You spend far more time with your dead tree than with the one that's living and flourishing.
Every time you look out of the window or come to the garden you're faced with this barren, naked, withered tree, one that died for no reason that you or I can see.
You treated them the same, yet for some reason unknown to us, one died.
The sight of this tree, so withered and dead, hurts your heart, and so I know what to do.
" The little girl wiped her nose on her sleeve, sniffed, but listened to her father.
"I have been to the Sacred Circle and have been given a gift, the gift of memories and peace.
" He planted the Wisteria vines in the hole around the withered, dead tree and patted down the earth.
"We have to focus upon our memories of the ones we have lost, for they have never really left us if we have memories of them.
These Wisteria vines come from the Sacred Circle to remind us that memories keep our loved ones alive in our hearts.
" The woodcutter's daughter dried her eyes and listened to her father.
"The Wisteria will remind us to focus upon our memories of the ones we've lost rather than their absence.
" He stood up and went to bed, his heart lighter than it had been since the day his wife died.

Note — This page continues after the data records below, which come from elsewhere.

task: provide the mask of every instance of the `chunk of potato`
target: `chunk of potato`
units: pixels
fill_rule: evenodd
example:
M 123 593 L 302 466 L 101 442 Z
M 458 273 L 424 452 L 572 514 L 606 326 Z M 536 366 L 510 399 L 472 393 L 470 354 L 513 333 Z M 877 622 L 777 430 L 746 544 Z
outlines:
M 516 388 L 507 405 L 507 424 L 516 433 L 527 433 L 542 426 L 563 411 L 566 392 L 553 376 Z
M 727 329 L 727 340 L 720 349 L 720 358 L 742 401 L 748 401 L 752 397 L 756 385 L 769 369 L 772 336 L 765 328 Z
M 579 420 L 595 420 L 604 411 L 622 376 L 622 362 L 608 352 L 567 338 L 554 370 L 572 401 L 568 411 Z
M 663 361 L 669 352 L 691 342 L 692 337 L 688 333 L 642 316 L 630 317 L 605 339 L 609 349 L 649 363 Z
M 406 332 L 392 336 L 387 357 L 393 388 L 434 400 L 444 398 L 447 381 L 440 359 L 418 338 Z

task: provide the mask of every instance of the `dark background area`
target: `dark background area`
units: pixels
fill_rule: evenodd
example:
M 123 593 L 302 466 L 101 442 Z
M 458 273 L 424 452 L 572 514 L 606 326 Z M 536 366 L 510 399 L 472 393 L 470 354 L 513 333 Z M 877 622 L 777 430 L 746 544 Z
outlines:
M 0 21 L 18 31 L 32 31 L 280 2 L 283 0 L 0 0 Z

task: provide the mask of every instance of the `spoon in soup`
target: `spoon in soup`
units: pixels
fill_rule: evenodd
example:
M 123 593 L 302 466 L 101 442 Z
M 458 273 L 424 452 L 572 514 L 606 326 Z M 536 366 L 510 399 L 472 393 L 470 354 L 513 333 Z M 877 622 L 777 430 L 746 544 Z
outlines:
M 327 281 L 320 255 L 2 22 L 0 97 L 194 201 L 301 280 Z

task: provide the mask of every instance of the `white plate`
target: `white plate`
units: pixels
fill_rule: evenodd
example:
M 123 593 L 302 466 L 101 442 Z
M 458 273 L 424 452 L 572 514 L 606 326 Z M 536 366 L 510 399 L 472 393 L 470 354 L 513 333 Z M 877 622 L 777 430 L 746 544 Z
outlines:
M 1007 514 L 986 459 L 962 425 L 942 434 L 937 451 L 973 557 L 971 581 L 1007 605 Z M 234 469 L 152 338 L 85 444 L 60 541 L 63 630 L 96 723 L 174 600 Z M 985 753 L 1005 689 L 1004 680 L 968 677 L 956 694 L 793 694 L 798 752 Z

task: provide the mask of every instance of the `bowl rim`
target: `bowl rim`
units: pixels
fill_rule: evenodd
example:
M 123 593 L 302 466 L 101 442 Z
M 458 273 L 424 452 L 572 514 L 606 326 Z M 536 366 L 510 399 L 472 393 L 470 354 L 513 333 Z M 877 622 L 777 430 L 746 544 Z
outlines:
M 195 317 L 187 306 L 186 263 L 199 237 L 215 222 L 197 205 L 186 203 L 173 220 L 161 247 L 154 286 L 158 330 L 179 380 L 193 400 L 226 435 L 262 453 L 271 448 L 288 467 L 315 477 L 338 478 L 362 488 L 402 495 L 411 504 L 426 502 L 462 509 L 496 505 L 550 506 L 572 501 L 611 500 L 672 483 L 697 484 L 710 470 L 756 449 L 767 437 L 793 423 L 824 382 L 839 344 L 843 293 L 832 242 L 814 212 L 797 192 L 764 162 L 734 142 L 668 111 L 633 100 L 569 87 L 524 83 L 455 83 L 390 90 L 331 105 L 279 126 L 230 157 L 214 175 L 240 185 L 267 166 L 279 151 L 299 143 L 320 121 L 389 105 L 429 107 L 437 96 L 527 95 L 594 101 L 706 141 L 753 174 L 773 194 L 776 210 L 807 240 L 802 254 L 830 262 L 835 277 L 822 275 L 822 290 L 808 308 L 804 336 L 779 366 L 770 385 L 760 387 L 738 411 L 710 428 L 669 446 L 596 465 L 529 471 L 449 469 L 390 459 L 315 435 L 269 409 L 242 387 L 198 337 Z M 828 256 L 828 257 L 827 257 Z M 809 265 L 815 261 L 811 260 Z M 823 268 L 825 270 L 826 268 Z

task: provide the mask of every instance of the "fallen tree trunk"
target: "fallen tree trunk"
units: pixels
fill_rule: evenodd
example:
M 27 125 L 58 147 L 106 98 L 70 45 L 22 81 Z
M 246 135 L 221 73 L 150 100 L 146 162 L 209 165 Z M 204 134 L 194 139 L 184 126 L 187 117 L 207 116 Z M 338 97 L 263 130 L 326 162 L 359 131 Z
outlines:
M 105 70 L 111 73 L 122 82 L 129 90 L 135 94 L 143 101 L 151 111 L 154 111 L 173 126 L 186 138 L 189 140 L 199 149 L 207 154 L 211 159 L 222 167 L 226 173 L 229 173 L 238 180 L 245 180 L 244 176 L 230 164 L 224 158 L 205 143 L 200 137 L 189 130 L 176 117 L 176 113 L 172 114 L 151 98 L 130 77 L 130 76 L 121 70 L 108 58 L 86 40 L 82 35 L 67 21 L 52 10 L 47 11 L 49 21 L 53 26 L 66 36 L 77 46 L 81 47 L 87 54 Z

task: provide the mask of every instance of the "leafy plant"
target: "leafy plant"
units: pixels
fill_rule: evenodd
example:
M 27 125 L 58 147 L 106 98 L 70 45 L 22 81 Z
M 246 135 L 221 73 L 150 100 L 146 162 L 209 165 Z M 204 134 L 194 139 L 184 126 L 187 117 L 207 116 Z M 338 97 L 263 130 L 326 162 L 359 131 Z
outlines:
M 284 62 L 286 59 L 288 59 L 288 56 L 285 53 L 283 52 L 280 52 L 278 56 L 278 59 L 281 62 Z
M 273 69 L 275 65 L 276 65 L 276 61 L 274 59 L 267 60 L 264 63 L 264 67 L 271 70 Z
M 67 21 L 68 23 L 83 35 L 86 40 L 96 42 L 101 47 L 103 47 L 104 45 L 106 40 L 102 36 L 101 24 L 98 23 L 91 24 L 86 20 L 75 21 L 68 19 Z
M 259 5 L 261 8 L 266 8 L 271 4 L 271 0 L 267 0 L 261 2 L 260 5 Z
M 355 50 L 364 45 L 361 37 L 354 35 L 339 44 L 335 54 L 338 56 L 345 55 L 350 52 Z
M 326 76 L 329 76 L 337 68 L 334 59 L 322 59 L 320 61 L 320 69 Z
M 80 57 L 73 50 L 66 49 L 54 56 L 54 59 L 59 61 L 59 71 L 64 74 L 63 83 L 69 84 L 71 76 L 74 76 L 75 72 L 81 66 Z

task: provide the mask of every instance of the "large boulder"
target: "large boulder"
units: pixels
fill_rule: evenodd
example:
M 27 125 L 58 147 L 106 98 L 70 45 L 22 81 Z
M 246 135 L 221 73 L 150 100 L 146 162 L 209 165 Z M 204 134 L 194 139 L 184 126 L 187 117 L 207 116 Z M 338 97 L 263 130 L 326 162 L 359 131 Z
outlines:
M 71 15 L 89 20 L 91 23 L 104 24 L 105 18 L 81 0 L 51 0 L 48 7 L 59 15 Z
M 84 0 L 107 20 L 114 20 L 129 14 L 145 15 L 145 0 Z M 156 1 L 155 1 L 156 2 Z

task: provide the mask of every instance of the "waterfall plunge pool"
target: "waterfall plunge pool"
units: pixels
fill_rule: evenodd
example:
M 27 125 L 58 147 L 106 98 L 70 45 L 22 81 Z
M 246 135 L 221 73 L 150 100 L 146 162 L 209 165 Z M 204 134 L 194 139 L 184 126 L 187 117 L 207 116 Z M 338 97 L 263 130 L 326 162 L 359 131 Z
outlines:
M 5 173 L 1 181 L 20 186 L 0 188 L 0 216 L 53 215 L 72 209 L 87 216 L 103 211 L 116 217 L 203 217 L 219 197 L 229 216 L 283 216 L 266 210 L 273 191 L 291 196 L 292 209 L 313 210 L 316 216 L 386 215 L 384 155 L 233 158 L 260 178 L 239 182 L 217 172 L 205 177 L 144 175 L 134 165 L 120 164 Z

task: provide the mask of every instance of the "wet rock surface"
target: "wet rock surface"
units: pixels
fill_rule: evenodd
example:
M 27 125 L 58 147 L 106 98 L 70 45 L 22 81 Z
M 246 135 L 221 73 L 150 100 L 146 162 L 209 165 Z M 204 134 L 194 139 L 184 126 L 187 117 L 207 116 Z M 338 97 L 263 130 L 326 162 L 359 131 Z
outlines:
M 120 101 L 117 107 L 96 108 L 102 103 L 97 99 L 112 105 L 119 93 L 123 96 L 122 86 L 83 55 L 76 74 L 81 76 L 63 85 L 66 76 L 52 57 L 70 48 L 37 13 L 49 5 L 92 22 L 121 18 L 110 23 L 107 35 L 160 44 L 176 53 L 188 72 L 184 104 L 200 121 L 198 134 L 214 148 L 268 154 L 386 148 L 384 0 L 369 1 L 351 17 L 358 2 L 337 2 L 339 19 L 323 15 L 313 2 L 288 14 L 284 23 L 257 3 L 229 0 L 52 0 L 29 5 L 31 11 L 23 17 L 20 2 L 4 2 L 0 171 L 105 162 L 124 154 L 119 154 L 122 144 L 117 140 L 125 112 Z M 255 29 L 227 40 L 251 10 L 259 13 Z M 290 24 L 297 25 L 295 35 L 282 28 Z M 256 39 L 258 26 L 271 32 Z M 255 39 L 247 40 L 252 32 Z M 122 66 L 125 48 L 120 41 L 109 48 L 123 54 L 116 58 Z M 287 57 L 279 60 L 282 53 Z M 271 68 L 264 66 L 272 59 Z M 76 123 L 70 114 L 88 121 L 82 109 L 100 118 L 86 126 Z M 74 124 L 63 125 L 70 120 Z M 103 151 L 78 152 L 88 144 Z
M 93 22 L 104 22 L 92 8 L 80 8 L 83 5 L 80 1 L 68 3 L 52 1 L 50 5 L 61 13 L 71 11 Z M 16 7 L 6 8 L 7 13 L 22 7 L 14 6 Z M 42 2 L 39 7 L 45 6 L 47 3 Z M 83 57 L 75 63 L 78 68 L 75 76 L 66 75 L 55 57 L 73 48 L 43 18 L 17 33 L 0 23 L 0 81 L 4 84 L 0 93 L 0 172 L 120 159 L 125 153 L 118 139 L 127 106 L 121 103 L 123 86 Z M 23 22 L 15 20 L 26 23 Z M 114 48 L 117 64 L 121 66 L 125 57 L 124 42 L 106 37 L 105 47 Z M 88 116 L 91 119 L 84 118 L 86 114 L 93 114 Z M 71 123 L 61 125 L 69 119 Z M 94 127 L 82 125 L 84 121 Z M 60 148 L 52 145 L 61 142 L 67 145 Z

His daughter followed him with doubt in her heart.
Two difficult years passed, but on the anniversary of her mother's death and the withering of her tree, the woodcutter's daughter stood in her little garden and smiled.
There in front of her, covering every part of the dead and withered tree, was thick green foliage.
The Wisteria, that represented the memories of those they had loved and lost, had entwined its way around the dead tree and had brought it "alive" again so that she could still enjoy the tree.
The woodcutter and his daughter smiled at each other, for even though each knew that the tree was dead, that his wife and her mother was dead, so they relished in their memories, which kept her "alive.
" Years later, no one would have guessed that the second tree had died, for the Wisteria inhabited every part of its withered branches.
People came from far and wide to see the exquisite pointed lilac lantern-shaped blooms that depicted the memories of the ones they had loved and lost.
The woodcutter and his daughter found peace in their trees, garden and vines, but none offered the same peace that they found by watching the Wisteria, their memories bringing alive the dead and withered tree before them.
They learned that, although their loved ones had withered and died physically, the memories kept them alive in their hearts, just as the Wisteria had brought to life the barren, dead branches of the tree that had for some unknown reason failed to live.
' So as I sit quietly waiting for my thoughts to settle and the pain in my heart to ease, I shall focus on all the memories I have of both my mother and father rather than focusing on their absence and the questions about life and death that can't be answered.